Juergen Egle

Sport
- Country: Austria
- Sport: Para-alpine skiing
- Disability class: LW11

Medal record
Paralympic Games
| Gold medal – first place | 1998 Nagano | Slalom LW11 |
| Silver medal – second place | 2002 Salt Lake City | Slalom LW11 |
| Silver medal – second place | 2002 Salt Lake City | Giant Slalom LW11 |
| Bronze medal – third place | 2006 Torino | Slalom Sitting |
| Bronze medal – third place | 2006 Torino | Giant Slalom Sitting |
| Silver medal – second place | 2010 Vancouver | Super Combined Sitting |

= Juergen Egle =

Austrian para-alpine skier

Juergen Egle is an Austrian para-alpine skier. He represented Austria in alpine skiing at four Winter Paralympics: in 1998, 2002, 2006 and 2010. In total, he won one gold medal, three silver medals and two bronze medals.

== Career ==

In 1998, he won the gold medal in one alpine skiing event: the Men's Slalom LW11. In 2002 he won two silver medals: at the Men's Slalom LW11 event and at the Men's Giant Slalom LW11 event.

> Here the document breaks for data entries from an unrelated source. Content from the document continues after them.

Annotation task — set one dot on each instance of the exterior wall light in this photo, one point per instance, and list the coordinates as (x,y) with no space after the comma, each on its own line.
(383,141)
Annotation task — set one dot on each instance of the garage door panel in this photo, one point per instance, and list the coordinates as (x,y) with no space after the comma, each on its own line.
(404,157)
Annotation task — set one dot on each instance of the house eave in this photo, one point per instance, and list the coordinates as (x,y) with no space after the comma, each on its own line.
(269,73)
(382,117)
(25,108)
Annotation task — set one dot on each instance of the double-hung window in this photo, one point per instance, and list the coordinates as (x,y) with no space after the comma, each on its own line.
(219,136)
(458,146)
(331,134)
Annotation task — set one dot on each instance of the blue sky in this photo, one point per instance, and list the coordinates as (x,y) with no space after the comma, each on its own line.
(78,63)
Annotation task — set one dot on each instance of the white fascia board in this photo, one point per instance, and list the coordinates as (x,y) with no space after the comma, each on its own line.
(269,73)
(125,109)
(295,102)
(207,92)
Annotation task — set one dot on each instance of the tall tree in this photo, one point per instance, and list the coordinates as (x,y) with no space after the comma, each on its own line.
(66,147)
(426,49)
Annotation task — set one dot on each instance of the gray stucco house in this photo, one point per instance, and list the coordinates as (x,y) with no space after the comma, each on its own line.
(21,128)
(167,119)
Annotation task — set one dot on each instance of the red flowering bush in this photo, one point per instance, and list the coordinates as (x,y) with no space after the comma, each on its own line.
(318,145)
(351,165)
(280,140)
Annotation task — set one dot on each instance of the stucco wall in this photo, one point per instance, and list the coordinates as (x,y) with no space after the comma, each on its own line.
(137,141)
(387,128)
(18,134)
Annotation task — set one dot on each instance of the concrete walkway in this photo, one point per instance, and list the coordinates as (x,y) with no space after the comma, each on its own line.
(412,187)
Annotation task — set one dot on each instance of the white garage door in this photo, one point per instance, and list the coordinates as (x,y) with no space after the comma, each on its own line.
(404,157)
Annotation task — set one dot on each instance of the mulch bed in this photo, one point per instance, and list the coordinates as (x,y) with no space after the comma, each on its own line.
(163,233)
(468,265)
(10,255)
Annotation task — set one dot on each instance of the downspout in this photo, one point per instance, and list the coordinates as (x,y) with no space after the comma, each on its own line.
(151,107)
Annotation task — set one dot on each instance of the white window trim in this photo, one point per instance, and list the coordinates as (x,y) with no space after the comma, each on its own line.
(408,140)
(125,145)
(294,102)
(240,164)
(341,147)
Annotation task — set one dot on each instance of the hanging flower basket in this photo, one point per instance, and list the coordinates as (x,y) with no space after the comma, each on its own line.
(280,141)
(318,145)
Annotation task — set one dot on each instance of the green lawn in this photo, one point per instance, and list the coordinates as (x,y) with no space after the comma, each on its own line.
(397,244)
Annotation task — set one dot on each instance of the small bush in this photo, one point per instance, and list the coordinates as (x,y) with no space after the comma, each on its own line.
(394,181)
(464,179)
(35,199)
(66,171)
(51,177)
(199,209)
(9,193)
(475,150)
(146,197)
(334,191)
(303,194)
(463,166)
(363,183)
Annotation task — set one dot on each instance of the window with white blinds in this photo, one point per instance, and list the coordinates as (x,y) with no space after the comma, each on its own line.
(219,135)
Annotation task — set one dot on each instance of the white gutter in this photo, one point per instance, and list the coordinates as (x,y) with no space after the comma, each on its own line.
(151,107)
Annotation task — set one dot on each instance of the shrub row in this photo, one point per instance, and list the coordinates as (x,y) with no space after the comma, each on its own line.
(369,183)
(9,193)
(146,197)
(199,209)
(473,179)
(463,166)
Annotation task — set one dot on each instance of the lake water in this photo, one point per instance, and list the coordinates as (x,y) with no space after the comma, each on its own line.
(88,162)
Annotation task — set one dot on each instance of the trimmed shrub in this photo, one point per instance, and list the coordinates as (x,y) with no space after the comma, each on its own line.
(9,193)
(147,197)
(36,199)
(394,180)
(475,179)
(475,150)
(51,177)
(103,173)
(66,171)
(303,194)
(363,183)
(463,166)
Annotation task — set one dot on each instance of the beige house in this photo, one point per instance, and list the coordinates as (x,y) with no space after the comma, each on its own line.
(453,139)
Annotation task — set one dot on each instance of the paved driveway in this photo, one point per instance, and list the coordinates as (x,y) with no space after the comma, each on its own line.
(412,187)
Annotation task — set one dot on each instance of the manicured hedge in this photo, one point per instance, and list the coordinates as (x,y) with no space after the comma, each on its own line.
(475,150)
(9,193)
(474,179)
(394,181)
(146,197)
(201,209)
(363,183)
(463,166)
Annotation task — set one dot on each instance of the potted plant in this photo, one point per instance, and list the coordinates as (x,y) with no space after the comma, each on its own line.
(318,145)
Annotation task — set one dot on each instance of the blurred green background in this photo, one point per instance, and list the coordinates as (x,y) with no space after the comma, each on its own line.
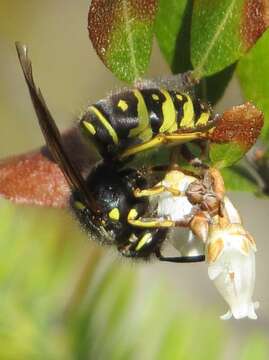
(63,297)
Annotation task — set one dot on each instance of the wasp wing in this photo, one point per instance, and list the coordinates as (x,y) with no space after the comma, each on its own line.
(51,132)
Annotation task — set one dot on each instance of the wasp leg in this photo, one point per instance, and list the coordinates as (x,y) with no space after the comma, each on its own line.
(199,225)
(179,259)
(143,245)
(161,139)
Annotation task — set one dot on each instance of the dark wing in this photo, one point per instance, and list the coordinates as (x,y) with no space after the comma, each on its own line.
(51,132)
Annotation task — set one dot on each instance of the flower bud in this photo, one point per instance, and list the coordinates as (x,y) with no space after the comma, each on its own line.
(230,252)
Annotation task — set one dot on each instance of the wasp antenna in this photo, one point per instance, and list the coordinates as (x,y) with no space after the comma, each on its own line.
(51,132)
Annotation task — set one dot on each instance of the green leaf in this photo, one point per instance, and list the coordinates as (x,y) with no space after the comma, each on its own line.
(222,31)
(254,78)
(172,29)
(223,155)
(211,88)
(121,32)
(238,178)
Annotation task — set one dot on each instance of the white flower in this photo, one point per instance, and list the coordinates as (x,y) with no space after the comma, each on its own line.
(230,252)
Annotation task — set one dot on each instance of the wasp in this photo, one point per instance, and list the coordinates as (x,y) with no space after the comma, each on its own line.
(152,114)
(107,202)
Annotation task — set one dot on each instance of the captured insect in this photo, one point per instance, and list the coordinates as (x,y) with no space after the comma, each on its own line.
(106,206)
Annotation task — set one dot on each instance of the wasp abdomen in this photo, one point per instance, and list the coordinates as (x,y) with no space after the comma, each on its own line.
(135,116)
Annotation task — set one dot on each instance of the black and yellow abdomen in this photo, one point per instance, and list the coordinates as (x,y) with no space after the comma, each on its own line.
(137,116)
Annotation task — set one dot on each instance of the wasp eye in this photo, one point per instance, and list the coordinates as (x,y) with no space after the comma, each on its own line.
(114,214)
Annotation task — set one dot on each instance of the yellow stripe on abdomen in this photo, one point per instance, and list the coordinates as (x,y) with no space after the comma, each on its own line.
(203,119)
(188,114)
(142,114)
(169,113)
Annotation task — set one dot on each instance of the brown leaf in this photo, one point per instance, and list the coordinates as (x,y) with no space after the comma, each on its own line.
(35,179)
(255,21)
(241,124)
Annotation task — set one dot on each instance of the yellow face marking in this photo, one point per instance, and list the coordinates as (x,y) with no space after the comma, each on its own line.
(188,111)
(132,214)
(114,214)
(143,241)
(143,116)
(169,114)
(105,123)
(89,127)
(122,104)
(203,119)
(79,205)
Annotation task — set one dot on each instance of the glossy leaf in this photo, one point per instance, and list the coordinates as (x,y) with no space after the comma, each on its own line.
(254,78)
(237,178)
(172,29)
(235,133)
(222,31)
(121,32)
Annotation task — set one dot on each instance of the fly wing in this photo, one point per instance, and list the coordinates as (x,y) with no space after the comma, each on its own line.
(51,132)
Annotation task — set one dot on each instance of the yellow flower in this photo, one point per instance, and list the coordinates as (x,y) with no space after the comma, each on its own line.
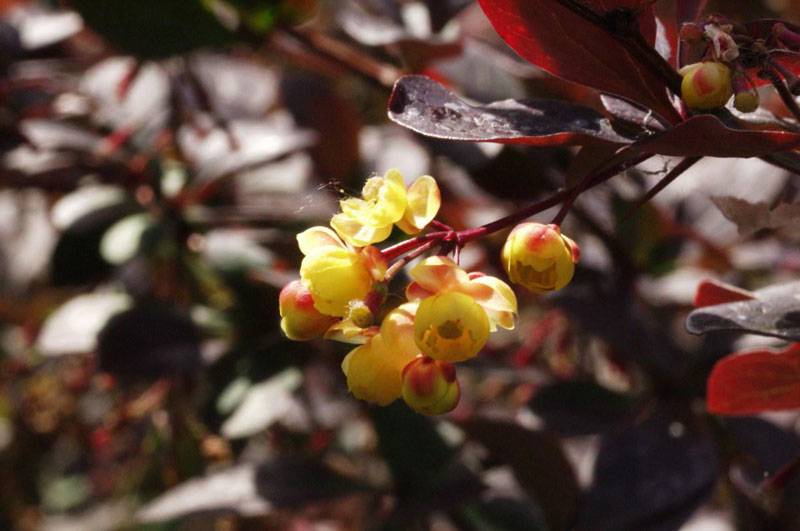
(539,257)
(437,274)
(430,386)
(451,326)
(706,85)
(301,321)
(334,273)
(424,200)
(374,370)
(385,201)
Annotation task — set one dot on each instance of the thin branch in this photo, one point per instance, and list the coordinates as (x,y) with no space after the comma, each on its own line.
(346,56)
(665,181)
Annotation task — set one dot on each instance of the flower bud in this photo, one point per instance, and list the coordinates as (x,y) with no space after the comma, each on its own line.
(300,320)
(374,370)
(706,85)
(745,96)
(359,313)
(451,326)
(430,386)
(539,257)
(335,276)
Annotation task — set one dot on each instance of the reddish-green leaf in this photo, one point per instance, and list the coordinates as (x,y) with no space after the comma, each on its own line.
(773,311)
(426,107)
(754,382)
(712,292)
(558,40)
(706,136)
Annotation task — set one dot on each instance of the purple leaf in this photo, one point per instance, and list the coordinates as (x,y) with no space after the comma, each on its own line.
(424,106)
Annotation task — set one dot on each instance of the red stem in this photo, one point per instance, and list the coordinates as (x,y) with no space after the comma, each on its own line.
(463,236)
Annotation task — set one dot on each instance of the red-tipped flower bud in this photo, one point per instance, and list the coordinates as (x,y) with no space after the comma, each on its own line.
(706,85)
(539,257)
(430,386)
(745,96)
(300,320)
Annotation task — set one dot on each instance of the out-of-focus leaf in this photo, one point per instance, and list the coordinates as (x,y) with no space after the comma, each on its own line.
(689,10)
(424,106)
(251,490)
(317,105)
(753,382)
(653,475)
(644,232)
(711,292)
(539,465)
(775,311)
(44,29)
(580,408)
(556,39)
(265,403)
(149,341)
(762,29)
(146,99)
(237,88)
(706,136)
(122,241)
(73,327)
(771,446)
(417,457)
(258,143)
(76,258)
(154,28)
(753,217)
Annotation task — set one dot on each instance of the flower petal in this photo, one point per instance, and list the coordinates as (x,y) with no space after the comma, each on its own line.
(424,200)
(354,231)
(315,238)
(438,273)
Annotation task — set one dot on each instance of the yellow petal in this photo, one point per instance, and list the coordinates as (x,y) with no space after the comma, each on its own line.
(335,276)
(345,331)
(374,371)
(353,231)
(438,273)
(316,238)
(500,305)
(451,326)
(424,200)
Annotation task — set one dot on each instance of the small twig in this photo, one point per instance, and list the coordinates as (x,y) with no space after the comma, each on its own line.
(400,264)
(783,91)
(346,56)
(592,180)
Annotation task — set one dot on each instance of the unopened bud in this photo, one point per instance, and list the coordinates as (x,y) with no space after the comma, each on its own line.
(745,96)
(706,85)
(539,257)
(430,386)
(360,314)
(691,32)
(300,320)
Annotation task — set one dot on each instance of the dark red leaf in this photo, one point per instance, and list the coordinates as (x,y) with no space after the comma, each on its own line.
(762,29)
(712,292)
(426,107)
(556,39)
(754,382)
(649,476)
(706,136)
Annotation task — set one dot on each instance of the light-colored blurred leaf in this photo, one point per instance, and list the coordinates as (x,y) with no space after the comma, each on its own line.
(73,327)
(266,403)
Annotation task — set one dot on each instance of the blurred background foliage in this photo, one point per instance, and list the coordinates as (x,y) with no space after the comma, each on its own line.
(157,159)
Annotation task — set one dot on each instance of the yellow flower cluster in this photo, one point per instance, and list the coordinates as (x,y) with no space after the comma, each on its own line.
(449,314)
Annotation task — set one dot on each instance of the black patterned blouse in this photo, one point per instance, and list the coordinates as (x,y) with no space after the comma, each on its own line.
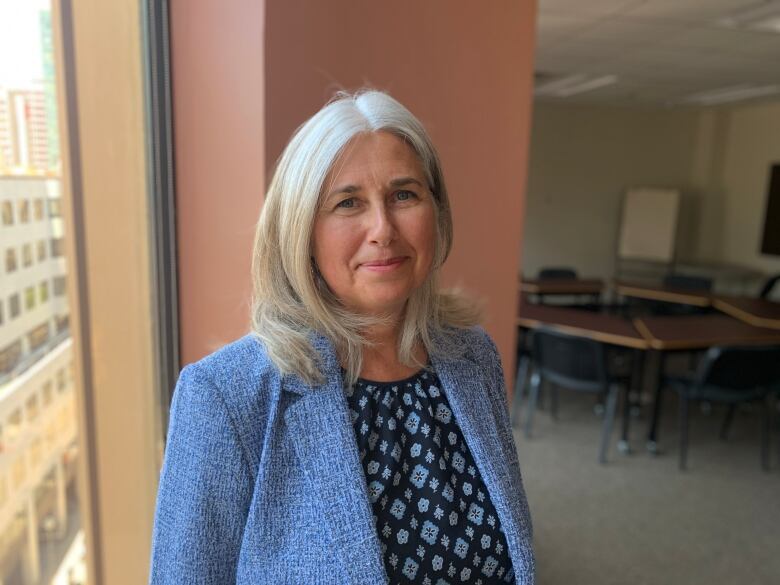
(433,514)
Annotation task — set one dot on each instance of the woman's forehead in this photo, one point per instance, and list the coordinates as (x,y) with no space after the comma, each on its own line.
(372,157)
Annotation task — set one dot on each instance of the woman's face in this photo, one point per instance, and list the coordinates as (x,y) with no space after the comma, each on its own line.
(374,234)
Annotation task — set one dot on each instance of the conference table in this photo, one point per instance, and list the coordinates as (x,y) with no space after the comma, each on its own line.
(648,336)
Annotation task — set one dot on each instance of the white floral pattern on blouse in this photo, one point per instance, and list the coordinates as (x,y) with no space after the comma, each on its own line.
(433,513)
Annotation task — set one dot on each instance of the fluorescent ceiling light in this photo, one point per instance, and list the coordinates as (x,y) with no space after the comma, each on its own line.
(731,94)
(574,84)
(761,16)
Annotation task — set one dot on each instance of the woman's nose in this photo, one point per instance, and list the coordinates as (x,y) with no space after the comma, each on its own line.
(382,230)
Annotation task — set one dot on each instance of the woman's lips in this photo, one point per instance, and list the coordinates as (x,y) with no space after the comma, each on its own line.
(384,265)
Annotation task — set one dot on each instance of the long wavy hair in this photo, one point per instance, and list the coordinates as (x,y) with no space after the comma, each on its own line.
(291,300)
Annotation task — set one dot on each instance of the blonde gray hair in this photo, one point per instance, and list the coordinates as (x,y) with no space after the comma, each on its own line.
(291,300)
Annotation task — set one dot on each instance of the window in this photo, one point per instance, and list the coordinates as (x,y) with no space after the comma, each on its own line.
(10,259)
(47,393)
(43,291)
(14,306)
(56,247)
(38,336)
(8,213)
(29,298)
(38,209)
(59,286)
(24,211)
(9,355)
(32,408)
(27,255)
(54,208)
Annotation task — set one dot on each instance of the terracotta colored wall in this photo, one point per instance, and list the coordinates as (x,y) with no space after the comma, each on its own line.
(465,70)
(218,88)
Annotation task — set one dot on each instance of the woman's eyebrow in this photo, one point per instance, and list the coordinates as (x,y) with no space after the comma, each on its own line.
(394,183)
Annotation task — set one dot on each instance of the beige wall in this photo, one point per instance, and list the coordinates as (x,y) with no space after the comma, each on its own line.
(583,158)
(465,72)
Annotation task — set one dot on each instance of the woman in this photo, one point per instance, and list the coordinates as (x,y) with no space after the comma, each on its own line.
(360,433)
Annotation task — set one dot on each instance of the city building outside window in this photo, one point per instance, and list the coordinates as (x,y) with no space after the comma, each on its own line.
(24,211)
(8,213)
(38,209)
(10,259)
(27,255)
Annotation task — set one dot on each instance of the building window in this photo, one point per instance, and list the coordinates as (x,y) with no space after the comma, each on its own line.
(29,298)
(43,291)
(14,306)
(38,336)
(61,322)
(47,393)
(54,208)
(27,255)
(9,355)
(38,209)
(24,211)
(32,408)
(8,213)
(56,247)
(10,259)
(59,286)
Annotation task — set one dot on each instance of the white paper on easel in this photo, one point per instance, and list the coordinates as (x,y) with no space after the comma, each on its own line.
(648,226)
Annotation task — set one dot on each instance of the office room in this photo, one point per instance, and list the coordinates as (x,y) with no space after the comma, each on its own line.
(653,194)
(589,397)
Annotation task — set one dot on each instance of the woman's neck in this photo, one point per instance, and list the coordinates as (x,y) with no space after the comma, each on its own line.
(380,359)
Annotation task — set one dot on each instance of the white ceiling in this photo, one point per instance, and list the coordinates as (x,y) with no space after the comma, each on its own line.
(660,50)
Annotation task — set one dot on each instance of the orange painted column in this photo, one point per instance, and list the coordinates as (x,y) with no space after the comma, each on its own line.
(218,86)
(465,70)
(246,74)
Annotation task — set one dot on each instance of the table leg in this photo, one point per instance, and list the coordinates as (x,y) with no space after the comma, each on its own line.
(652,438)
(624,445)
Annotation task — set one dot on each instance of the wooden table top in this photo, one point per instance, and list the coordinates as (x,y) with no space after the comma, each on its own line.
(590,286)
(598,326)
(757,312)
(662,293)
(702,331)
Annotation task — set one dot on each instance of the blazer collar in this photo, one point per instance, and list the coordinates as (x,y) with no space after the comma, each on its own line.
(324,441)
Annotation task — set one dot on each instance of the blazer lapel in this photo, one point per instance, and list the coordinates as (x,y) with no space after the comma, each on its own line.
(325,443)
(464,383)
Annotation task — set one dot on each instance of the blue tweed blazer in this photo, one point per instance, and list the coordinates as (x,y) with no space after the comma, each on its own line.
(262,481)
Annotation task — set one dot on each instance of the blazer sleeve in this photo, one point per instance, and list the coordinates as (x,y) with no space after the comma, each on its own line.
(205,489)
(498,400)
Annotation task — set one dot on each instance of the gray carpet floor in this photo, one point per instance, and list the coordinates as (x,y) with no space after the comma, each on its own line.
(639,520)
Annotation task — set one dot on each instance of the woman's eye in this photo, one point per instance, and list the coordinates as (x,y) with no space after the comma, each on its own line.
(348,203)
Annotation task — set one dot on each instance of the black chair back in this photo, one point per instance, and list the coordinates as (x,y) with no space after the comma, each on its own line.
(686,282)
(572,362)
(740,368)
(768,286)
(557,274)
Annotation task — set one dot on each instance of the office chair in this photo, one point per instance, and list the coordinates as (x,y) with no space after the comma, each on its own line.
(730,375)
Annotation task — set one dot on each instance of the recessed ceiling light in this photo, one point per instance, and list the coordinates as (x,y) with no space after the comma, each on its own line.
(574,84)
(731,94)
(763,16)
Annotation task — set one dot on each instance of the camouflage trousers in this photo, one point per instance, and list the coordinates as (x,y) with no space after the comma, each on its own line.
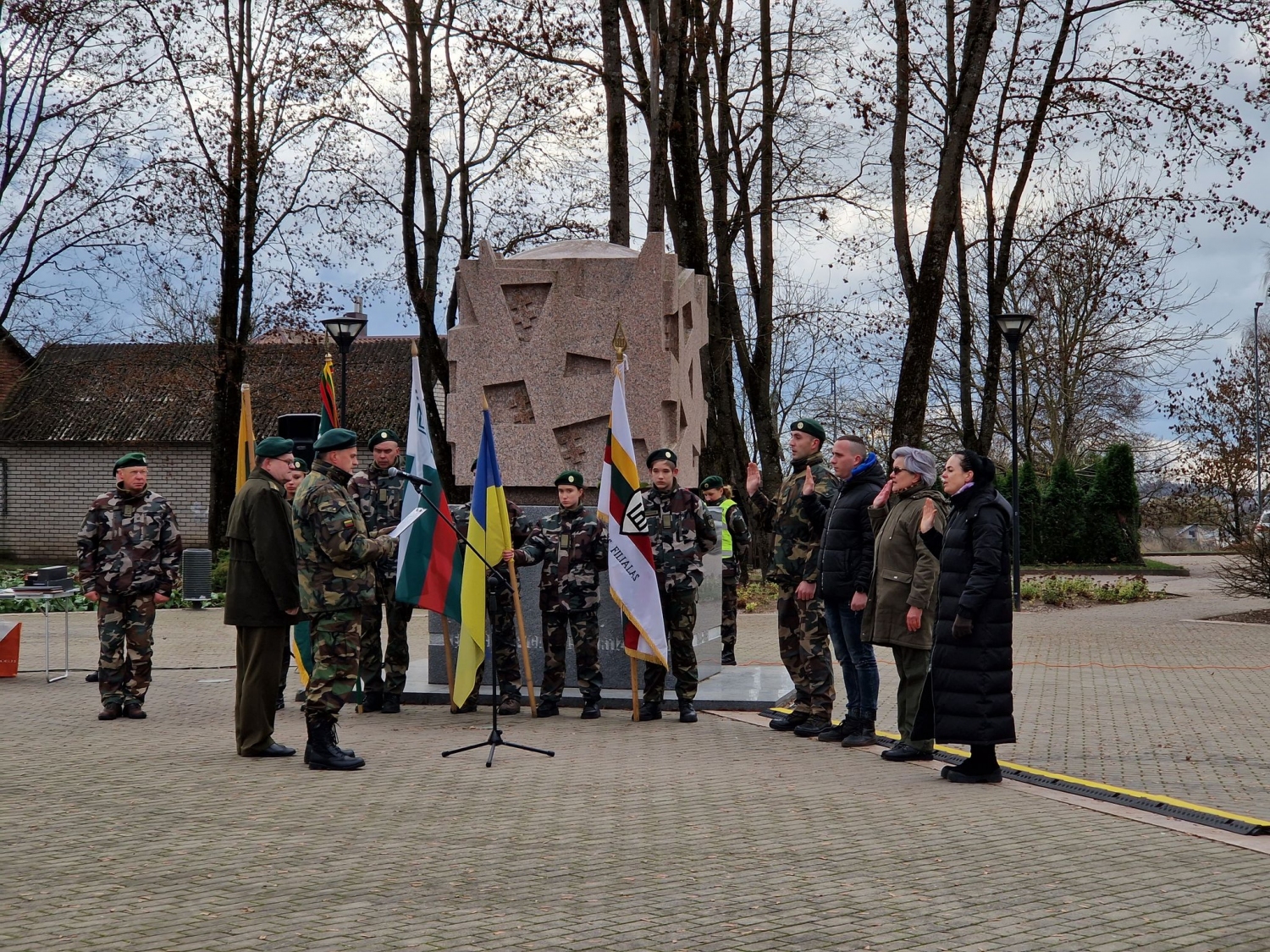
(680,612)
(503,642)
(804,645)
(729,611)
(337,641)
(586,652)
(384,668)
(124,626)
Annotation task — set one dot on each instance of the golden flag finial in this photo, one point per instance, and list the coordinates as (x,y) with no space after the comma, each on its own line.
(620,342)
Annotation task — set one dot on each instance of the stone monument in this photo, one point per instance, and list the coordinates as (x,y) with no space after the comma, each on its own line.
(535,339)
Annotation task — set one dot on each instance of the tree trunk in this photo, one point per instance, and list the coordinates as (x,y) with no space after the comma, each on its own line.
(615,118)
(925,286)
(421,277)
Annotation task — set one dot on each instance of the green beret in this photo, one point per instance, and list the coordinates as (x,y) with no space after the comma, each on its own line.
(384,436)
(335,439)
(127,459)
(273,447)
(804,424)
(660,454)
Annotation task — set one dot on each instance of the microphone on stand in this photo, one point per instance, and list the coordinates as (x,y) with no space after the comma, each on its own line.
(417,480)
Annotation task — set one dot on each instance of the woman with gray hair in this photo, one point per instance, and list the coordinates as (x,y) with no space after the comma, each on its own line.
(903,593)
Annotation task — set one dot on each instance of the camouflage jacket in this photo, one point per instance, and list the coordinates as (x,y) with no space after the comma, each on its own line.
(573,548)
(129,545)
(682,531)
(378,497)
(795,541)
(333,551)
(521,530)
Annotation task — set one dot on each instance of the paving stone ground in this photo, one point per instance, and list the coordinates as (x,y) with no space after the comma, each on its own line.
(152,835)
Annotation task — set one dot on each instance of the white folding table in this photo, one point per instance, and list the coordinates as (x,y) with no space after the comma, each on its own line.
(47,598)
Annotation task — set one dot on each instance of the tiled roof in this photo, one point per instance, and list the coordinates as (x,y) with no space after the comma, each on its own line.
(163,393)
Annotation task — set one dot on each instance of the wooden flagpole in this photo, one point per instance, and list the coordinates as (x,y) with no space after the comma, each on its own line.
(634,691)
(525,644)
(450,662)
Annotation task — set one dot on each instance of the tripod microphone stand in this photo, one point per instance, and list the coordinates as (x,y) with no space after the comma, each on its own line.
(495,735)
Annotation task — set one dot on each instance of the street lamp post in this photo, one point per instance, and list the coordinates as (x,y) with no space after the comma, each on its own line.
(1013,327)
(345,330)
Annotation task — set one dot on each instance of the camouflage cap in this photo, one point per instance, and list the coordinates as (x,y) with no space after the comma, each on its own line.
(384,436)
(273,447)
(660,454)
(805,424)
(335,439)
(127,459)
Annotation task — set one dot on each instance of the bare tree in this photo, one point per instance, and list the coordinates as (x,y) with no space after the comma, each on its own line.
(76,114)
(258,89)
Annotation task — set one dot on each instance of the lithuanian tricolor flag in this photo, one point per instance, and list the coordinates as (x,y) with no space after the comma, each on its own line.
(489,533)
(246,441)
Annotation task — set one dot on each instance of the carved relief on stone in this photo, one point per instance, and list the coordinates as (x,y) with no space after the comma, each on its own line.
(582,444)
(526,304)
(510,403)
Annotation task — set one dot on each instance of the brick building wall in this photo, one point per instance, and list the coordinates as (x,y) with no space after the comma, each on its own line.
(47,489)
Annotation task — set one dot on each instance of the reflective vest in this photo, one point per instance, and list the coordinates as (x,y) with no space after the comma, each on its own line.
(726,536)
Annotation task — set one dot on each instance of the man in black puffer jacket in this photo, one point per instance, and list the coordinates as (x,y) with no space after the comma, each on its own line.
(846,566)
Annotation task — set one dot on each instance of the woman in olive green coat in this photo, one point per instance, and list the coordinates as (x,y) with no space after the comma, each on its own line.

In 2006, he won two bronze medals: at the Men's Slalom Sitting event and at the Men's Giant Slalom Sitting event. He also competed in the men's super-G sitting event where he finished 13th.

In 2010, he won the silver medal at the Men's Super Combined Sitting event.

He also won one gold medal and one bronze medal at the 2009 IPC Alpine Skiing World Championships.

== Private life ==
He also participated in Race Across America in 2006 and the Race Across Australia in 2010 with a handcycle.